The massacre at Charlie Hebdo has sent reverberations around the world.
As educators we have to try and make sense of it all to help our pupils put it into a context that they can understand. Newspapers are naturally focusing on the act being an attack on liberty.
Four million Parisians taking part in a peaceful demonstration highlights how strongly people feel about the right to speak, the right to express their views. Solidarity in numbers, solidarity in views.
Much has been made of the three values engrained in the French culture, Liberté, Égalité, Fraternité, whilst the first two words are essential for an open and just society, I believe the importance of fraternity must not be overlooked.
Last week, Rev Dr Sam Wells on Radio Four’s Thought for the Day articulated this view so beautifully. We live in a world richly mixed with different cultures, traits and religions and if we truly want liberty we have to ensure that we reconcile our differences between these different groups. Fraternity is key.

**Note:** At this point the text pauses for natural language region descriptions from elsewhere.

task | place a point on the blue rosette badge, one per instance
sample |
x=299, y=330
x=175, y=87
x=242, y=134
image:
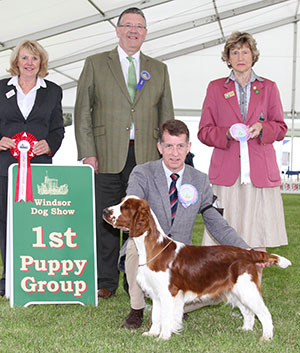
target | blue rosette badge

We cannot strive for freedom without some understanding of the responsibility this brings.
A random act from extremists does not represent the views, nor the people, of that religion and yet in times like this, instead of embracing the different religions, we begin to view them with fear.
Our role as a school is to teach our pupils to accept people for who they are, celebrate our differences and always work hard at bringing people together in a respectful way, to live without fear of one and other.
In light of the tragedy in Paris this is a message I have once again reiterated within our school community. I have asked our girls to reflect upon what it means to them to live peacefully side by side.
I hope this message is embraced far beyond the gates of Bedford Girls’ School.